Energy-efficient Founder's Hall at Soka University of America in Aliso Viejo, California.
The university library, featuring the first naturally ventilated smoke-evacuation system in the U.S.
A rendering of San Francisco's M.H. de Young Museum, clad in copper with an 80 percent recycled content.
Recycling 75 percent of demolition debris during the renovation.
Swinerton Builders isn't trying to be trendy when it proclaims its mission "to be recognized as the premier 'green building' contractor in the West." The 116-year-old San Francisco construction giant likes to point out that it was putting up buildings with living roofs and daylight-friendly step-back designs way back in the '70's, 20 years before the founding of the U.S. Green Building Council.
These days, green projects account for 20 percent of Swinerton's port- folio. The company has completed over 50 such jobs in the past decade—for clients including Sony, Pacific Bell, and Gap—and two dozen more LEED contenders are in the works. Daniel Smith & Associates Architects, a Berkeley firm, has hired Swinerton to construct a straw-bale dining hall for the Presentation Center, an interfaith retreat in Los Gatos. For the $135 million renovation of San Francisco's beloved M.H. de Young Museum, Swinerton is working with Pritzker Prize winners Herzog & de Meuron.
"We see green building as a service that all our professionals provide, as opposed to having a separate group," says operations manager Bill Krill, who makes sure that the company's 15 satellite offices are working from the same green playbook. "We've recruited people across the company—accountants, engineers, superintendents, estimators. At this point, green building isn't so much a market as a delivery method."
Those methods have helped Swinerton reap major health and financial benefits for itself, clients, and the community. As a member of the Center for the Built Environment at the University of California at Berkeley, the company is engaged in research to evaluate the effectiveness of under-floor air distribution, task and ambient lighting, and operable windows in addition to their impact on worker productivity. The company even turned its own 67,000-square-foot headquarters into a laboratory for studying environmentally sensitive, energy-efficient construction techniques.

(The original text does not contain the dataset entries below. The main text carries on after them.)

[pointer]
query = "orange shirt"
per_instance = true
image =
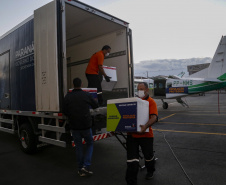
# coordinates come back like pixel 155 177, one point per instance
pixel 152 110
pixel 94 62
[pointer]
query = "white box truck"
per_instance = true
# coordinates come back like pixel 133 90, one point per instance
pixel 39 59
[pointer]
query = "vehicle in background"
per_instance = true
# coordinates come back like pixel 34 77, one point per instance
pixel 150 83
pixel 211 78
pixel 40 57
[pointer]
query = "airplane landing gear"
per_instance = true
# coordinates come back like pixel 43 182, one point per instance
pixel 164 104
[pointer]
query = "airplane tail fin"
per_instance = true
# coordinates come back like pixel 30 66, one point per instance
pixel 217 68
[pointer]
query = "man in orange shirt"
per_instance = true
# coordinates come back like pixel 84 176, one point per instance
pixel 95 71
pixel 142 139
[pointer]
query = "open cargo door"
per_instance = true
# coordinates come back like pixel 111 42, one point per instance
pixel 46 58
pixel 4 81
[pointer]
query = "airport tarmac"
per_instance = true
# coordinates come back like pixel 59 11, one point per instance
pixel 196 135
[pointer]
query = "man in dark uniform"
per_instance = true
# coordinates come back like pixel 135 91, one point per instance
pixel 77 107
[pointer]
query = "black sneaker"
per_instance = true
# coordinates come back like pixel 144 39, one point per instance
pixel 87 171
pixel 81 173
pixel 149 175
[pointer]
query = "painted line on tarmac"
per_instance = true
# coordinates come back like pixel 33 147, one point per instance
pixel 202 114
pixel 195 124
pixel 167 117
pixel 221 134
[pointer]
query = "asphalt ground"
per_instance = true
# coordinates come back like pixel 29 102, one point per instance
pixel 196 135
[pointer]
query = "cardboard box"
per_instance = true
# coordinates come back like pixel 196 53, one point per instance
pixel 92 91
pixel 127 114
pixel 110 71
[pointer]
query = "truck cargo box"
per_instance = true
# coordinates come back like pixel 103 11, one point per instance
pixel 41 56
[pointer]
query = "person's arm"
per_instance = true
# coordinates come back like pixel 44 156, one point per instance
pixel 101 70
pixel 153 112
pixel 150 122
pixel 65 106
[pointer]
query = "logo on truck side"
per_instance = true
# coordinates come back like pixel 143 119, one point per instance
pixel 25 51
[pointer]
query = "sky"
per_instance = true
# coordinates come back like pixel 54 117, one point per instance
pixel 162 29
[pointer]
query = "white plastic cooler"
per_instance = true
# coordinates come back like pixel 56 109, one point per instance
pixel 127 114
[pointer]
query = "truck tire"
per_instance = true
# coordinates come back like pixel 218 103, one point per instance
pixel 28 140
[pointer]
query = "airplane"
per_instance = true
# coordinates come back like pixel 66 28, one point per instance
pixel 150 83
pixel 208 79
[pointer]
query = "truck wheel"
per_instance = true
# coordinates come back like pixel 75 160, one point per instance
pixel 165 105
pixel 28 140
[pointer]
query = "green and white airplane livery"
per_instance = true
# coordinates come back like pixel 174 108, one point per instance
pixel 211 78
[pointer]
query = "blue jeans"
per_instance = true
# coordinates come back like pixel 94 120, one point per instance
pixel 83 161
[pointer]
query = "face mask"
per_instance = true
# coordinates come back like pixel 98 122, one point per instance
pixel 141 94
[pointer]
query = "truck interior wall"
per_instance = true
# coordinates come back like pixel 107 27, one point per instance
pixel 79 54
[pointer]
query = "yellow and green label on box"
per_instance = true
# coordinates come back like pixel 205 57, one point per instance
pixel 122 117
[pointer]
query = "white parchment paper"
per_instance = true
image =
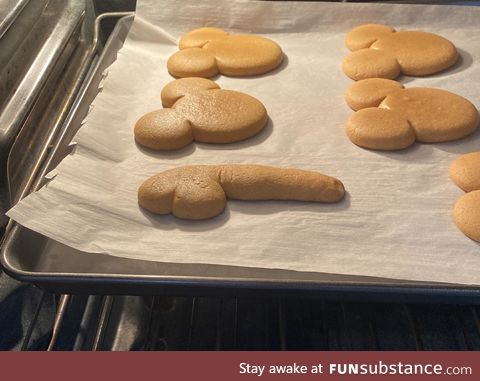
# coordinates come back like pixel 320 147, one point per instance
pixel 396 220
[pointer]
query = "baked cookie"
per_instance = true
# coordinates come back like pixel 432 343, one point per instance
pixel 380 129
pixel 465 171
pixel 200 191
pixel 205 52
pixel 370 92
pixel 431 115
pixel 466 214
pixel 200 111
pixel 408 52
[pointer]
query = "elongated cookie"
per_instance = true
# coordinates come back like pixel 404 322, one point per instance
pixel 200 111
pixel 378 51
pixel 404 115
pixel 205 52
pixel 200 191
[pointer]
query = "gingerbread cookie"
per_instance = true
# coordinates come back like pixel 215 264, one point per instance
pixel 200 191
pixel 432 115
pixel 370 92
pixel 200 111
pixel 205 52
pixel 466 214
pixel 465 171
pixel 378 51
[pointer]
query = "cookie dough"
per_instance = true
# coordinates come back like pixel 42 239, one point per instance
pixel 380 129
pixel 202 112
pixel 466 214
pixel 465 171
pixel 416 53
pixel 175 90
pixel 369 63
pixel 205 52
pixel 200 191
pixel 370 92
pixel 433 115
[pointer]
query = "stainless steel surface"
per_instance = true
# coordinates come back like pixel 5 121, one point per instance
pixel 39 51
pixel 9 10
pixel 30 256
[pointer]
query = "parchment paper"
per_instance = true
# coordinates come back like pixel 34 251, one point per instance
pixel 396 220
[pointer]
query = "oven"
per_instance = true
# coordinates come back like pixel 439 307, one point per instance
pixel 52 56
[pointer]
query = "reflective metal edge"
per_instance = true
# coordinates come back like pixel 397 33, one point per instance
pixel 9 10
pixel 212 282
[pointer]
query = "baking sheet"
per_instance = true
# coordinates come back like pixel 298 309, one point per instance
pixel 395 221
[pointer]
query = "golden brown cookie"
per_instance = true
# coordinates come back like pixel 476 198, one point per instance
pixel 370 92
pixel 194 62
pixel 200 191
pixel 418 53
pixel 465 171
pixel 206 52
pixel 197 38
pixel 369 63
pixel 435 115
pixel 409 52
pixel 175 131
pixel 364 36
pixel 204 113
pixel 466 214
pixel 175 90
pixel 380 129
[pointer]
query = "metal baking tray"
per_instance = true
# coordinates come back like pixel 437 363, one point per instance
pixel 29 256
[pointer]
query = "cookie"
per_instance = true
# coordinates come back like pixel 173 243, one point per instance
pixel 466 214
pixel 433 115
pixel 380 129
pixel 200 191
pixel 370 92
pixel 175 90
pixel 465 171
pixel 364 36
pixel 200 111
pixel 369 63
pixel 205 52
pixel 415 53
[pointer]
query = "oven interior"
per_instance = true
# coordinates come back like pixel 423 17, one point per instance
pixel 34 319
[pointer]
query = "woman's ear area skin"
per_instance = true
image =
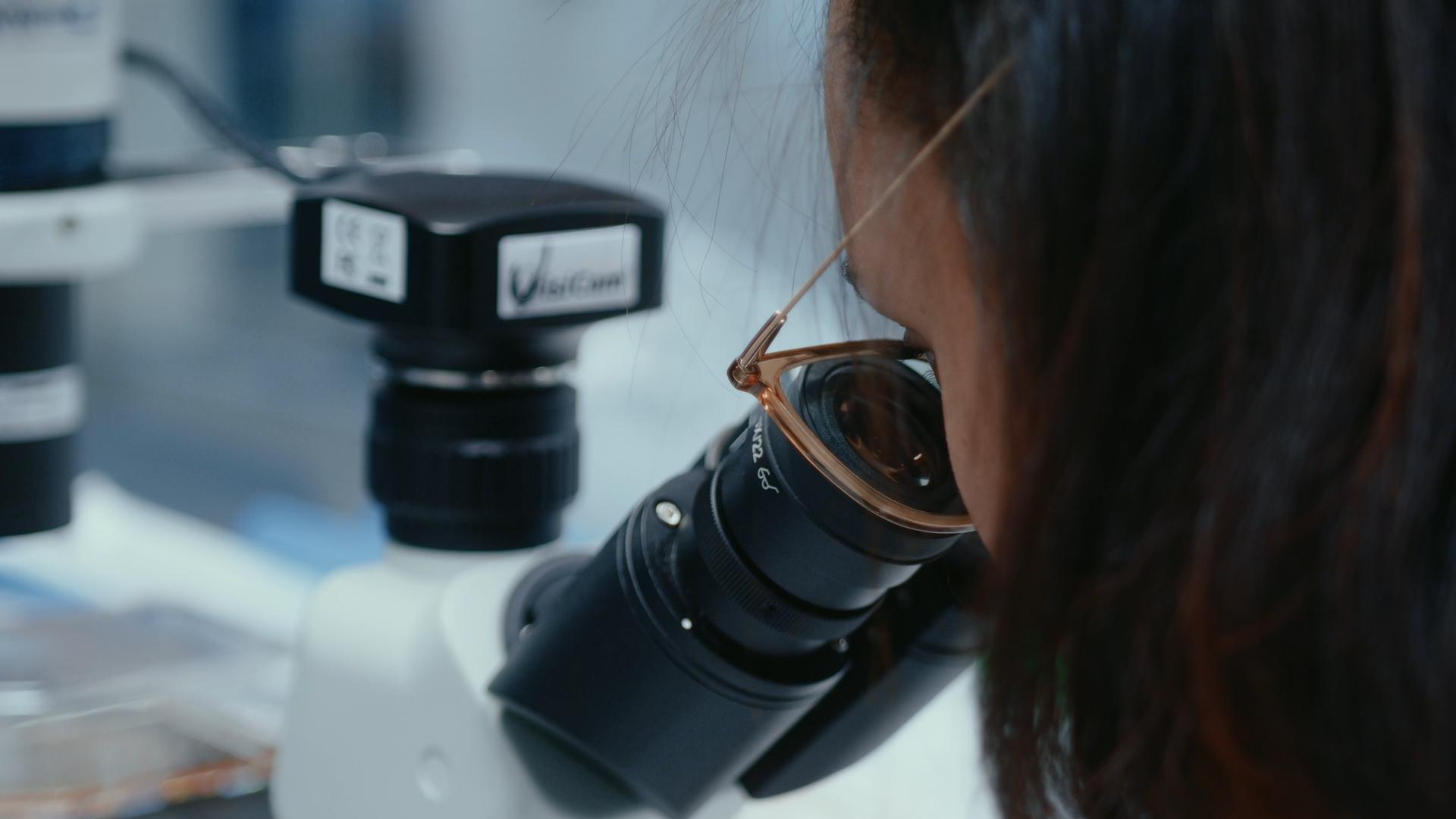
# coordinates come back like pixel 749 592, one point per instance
pixel 915 264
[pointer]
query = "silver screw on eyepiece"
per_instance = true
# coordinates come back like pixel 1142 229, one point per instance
pixel 669 513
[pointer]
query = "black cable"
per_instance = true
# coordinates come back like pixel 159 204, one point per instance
pixel 210 110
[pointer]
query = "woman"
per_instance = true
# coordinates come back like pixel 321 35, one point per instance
pixel 1187 276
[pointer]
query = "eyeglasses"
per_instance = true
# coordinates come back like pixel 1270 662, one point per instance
pixel 883 425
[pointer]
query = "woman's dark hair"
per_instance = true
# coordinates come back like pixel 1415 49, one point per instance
pixel 1220 237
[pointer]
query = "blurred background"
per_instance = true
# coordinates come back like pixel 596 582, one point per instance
pixel 218 395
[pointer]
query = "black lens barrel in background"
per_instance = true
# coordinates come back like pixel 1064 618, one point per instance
pixel 473 468
pixel 39 407
pixel 41 394
pixel 723 611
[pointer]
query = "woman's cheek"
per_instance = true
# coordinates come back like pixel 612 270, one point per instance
pixel 970 430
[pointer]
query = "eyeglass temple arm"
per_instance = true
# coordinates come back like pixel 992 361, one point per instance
pixel 745 369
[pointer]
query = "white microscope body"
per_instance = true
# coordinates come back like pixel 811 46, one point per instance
pixel 391 713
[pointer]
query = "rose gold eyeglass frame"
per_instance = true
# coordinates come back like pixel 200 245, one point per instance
pixel 759 372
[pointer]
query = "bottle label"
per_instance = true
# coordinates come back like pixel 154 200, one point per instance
pixel 41 404
pixel 364 251
pixel 571 271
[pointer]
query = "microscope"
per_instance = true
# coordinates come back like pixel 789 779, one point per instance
pixel 60 222
pixel 727 643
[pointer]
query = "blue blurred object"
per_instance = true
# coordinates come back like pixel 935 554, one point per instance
pixel 310 534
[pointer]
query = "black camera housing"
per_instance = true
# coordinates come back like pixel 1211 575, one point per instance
pixel 453 226
pixel 481 287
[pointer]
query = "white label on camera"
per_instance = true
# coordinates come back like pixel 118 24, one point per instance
pixel 573 271
pixel 41 404
pixel 66 52
pixel 364 251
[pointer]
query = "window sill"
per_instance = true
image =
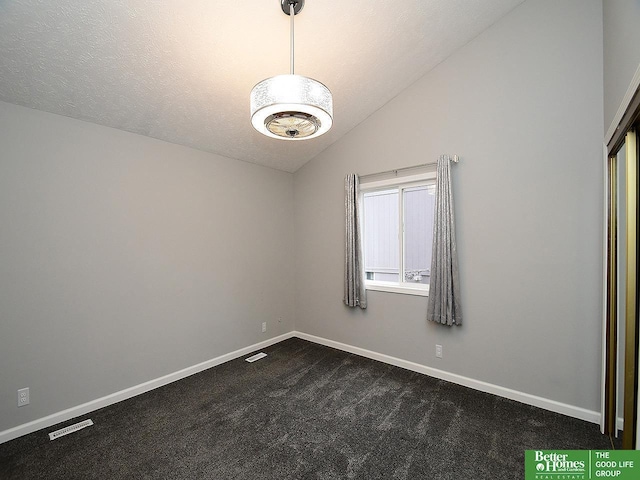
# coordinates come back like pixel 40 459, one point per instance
pixel 395 288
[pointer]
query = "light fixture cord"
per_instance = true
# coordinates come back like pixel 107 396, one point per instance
pixel 292 14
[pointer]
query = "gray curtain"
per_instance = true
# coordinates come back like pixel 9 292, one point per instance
pixel 444 286
pixel 355 294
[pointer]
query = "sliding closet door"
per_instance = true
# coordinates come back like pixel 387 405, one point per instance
pixel 631 294
pixel 621 373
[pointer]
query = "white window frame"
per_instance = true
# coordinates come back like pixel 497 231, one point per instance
pixel 427 178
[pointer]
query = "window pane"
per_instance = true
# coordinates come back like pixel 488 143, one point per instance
pixel 418 233
pixel 381 256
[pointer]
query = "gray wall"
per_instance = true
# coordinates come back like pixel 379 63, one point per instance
pixel 522 105
pixel 621 52
pixel 124 258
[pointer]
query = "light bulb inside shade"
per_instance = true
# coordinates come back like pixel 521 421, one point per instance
pixel 291 107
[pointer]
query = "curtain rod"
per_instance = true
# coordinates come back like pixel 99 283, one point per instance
pixel 454 158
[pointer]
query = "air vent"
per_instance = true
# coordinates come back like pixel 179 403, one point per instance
pixel 70 429
pixel 255 357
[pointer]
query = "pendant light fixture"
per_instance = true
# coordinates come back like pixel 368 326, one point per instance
pixel 291 107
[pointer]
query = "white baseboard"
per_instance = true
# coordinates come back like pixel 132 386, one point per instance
pixel 526 398
pixel 88 407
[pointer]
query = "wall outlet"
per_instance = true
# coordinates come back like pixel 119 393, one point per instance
pixel 23 397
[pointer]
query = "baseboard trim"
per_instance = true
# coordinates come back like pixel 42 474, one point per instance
pixel 88 407
pixel 526 398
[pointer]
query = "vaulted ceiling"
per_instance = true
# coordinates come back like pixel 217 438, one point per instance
pixel 182 71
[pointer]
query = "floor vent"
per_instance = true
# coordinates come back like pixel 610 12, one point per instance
pixel 255 357
pixel 70 429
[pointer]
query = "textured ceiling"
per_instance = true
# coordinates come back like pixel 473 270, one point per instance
pixel 182 71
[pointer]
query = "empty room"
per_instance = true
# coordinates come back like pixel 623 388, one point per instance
pixel 287 239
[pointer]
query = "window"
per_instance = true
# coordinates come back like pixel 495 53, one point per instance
pixel 398 233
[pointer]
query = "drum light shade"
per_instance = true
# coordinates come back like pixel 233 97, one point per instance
pixel 291 107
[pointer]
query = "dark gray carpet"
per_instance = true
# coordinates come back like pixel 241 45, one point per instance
pixel 304 412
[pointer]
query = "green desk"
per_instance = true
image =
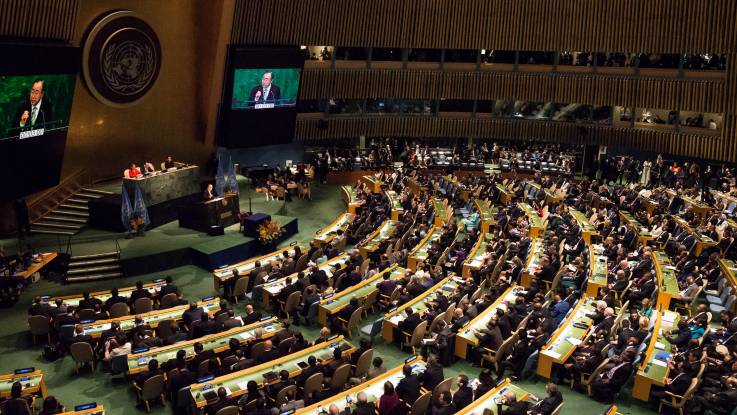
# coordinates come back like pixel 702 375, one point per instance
pixel 373 389
pixel 476 258
pixel 384 232
pixel 467 336
pixel 327 235
pixel 235 383
pixel 598 271
pixel 396 204
pixel 418 304
pixel 535 221
pixel 351 199
pixel 419 252
pixel 372 183
pixel 152 318
pixel 225 273
pixel 567 337
pixel 218 343
pixel 486 215
pixel 667 282
pixel 97 410
pixel 654 371
pixel 443 213
pixel 490 399
pixel 333 303
pixel 587 230
pixel 536 253
pixel 73 300
pixel 272 289
pixel 34 383
pixel 643 235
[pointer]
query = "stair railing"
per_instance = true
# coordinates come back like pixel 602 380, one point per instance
pixel 41 204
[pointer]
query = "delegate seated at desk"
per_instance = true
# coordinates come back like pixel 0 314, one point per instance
pixel 209 193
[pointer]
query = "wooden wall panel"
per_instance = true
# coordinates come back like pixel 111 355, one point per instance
pixel 507 129
pixel 687 95
pixel 38 19
pixel 653 26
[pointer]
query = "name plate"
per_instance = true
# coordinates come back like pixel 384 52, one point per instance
pixel 31 133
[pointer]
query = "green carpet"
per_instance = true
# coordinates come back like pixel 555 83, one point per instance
pixel 16 349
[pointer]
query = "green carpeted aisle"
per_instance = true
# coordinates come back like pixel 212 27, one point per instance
pixel 16 349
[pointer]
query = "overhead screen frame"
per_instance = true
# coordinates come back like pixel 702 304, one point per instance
pixel 34 164
pixel 236 127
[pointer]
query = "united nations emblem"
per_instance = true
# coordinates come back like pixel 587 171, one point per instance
pixel 122 58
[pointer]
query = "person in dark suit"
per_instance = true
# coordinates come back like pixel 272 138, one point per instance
pixel 153 370
pixel 311 369
pixel 200 355
pixel 114 299
pixel 611 380
pixel 139 292
pixel 269 353
pixel 205 326
pixel 463 396
pixel 408 388
pixel 551 401
pixel 251 315
pixel 513 406
pixel 169 288
pixel 231 322
pixel 37 111
pixel 410 321
pixel 221 403
pixel 179 379
pixel 17 404
pixel 88 302
pixel 432 375
pixel 209 192
pixel 192 314
pixel 265 92
pixel 81 337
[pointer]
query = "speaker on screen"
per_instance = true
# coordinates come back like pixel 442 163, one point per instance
pixel 260 96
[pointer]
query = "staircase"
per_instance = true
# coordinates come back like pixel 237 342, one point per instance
pixel 83 268
pixel 68 217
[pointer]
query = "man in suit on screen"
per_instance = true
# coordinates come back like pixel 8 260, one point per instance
pixel 37 111
pixel 266 92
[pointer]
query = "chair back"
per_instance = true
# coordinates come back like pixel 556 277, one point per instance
pixel 39 325
pixel 163 329
pixel 355 320
pixel 228 410
pixel 285 345
pixel 419 407
pixel 313 384
pixel 340 377
pixel 81 352
pixel 371 300
pixel 119 310
pixel 418 333
pixel 168 300
pixel 260 278
pixel 257 350
pixel 441 387
pixel 292 301
pixel 364 363
pixel 119 364
pixel 301 263
pixel 143 305
pixel 153 388
pixel 86 314
pixel 281 397
pixel 241 286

Swinerton tore the building "back to the shell," says Krill, to demonstrate how demolition offers prime opportunities to employ sustainable strategies—as long as it becomes part of the design and construction process early on. "Because we sent all of our debris to Golden Gate Disposal & Recycling, we didn't get charged a premium for materials separation at their landfill," Krill says. "When there's no extra cost, it's a no-brainer."
Communication between the construction crew and the hauler was key to accurate documentation. As a result, 70 percent of the materials were recycled into products, an achievement that the USGBC recognized in awarding the project a LEED-EB gold rating upon completion.
"Seeing our employees in the new headquarters, with the abundant light and improved air quality—there's a definite change," says chairman and CEO Jim Gillette. "Everyone is happier." Certain green strategies can make the numbers-crunchers happier, too, saving money in the short run and reducing costly liability in the future.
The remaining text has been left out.